Project 2

Due: July 2, before midnight.

Important Reminder: As per the course Academic Honesty Statement, cheating of any kind will minimally result in your letter grade for the entire course being reduced by one level.

This document first provides the aims of this project. It then lists the requirements as explicitly as possible. This is followed by a log which should help you understand the requirements. Finally, it provides some hints as to how those requirements can be met.

Aims

The aims of this project are as follows:

  • To give you more experience with JavaScript/TypeScript programming.

  • To familiarize you with asynchronous programming.

  • To expose you to mongodb.

  • To practice TDD by writing a few tests.

Requirements

You must push a submit/prj2-sol directory to your github repository such that typing npm ci within that directory followed by tsc is sufficient to run the project using ./dist/index.js.

You are being provided with an index.ts which provides the required command-line behavior. What you specifically need to do is add code to the provided src/lib/spreadsheet-dao.ts source file as per the requirements in that file. Database errors should be returned with code set to DB using the same error handling convention as in your previous project.

You are also required to add a test marked with TODO in test/spreadsheet-dao.ts. Your implementation must pass all the tests.

As in your previous project, the emphasis is on correctness rather than efficiency.

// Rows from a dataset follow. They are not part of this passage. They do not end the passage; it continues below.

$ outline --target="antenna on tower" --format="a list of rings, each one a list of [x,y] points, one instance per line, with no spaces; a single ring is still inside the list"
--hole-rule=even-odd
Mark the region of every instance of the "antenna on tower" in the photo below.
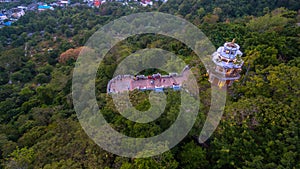
[[[232,43],[232,44],[234,44],[234,43],[235,43],[235,38],[233,38],[233,39],[232,39],[231,43]]]

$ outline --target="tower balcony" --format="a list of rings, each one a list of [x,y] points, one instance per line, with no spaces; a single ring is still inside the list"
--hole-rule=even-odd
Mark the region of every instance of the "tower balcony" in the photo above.
[[[218,78],[220,80],[231,80],[231,81],[234,81],[234,80],[238,80],[241,78],[241,75],[239,73],[234,73],[234,74],[221,74],[219,72],[209,72],[209,76],[213,76],[215,78]]]
[[[244,61],[241,59],[241,55],[238,55],[234,58],[227,58],[222,56],[219,52],[215,52],[212,55],[212,61],[220,67],[223,67],[225,69],[238,69],[241,68],[244,64]]]

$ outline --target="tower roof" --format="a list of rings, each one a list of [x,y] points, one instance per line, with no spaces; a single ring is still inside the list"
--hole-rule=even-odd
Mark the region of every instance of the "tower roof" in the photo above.
[[[240,59],[242,55],[240,46],[233,40],[232,42],[225,42],[223,46],[218,48],[213,54],[213,61],[224,68],[239,68],[244,63]]]

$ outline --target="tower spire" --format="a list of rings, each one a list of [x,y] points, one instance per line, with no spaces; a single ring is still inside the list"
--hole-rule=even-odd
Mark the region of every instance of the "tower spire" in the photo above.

The command-line behavior of the program is illustrated in this annotated log.

Provided Files

You are being provided with a directory prj2-sol directory which contains a start for your project. It contains the following files:

spreadsheet-dao.ts

This is the file which you will need to modify. It contains skeletons for the methods you need to implement. You should feel free to add any auxiliary function or class definitions as needed.

spreadsheet.ts

This is an extended version of a solution to your previous project. Changes include:

  • The API is synchronous rather than asynchronous.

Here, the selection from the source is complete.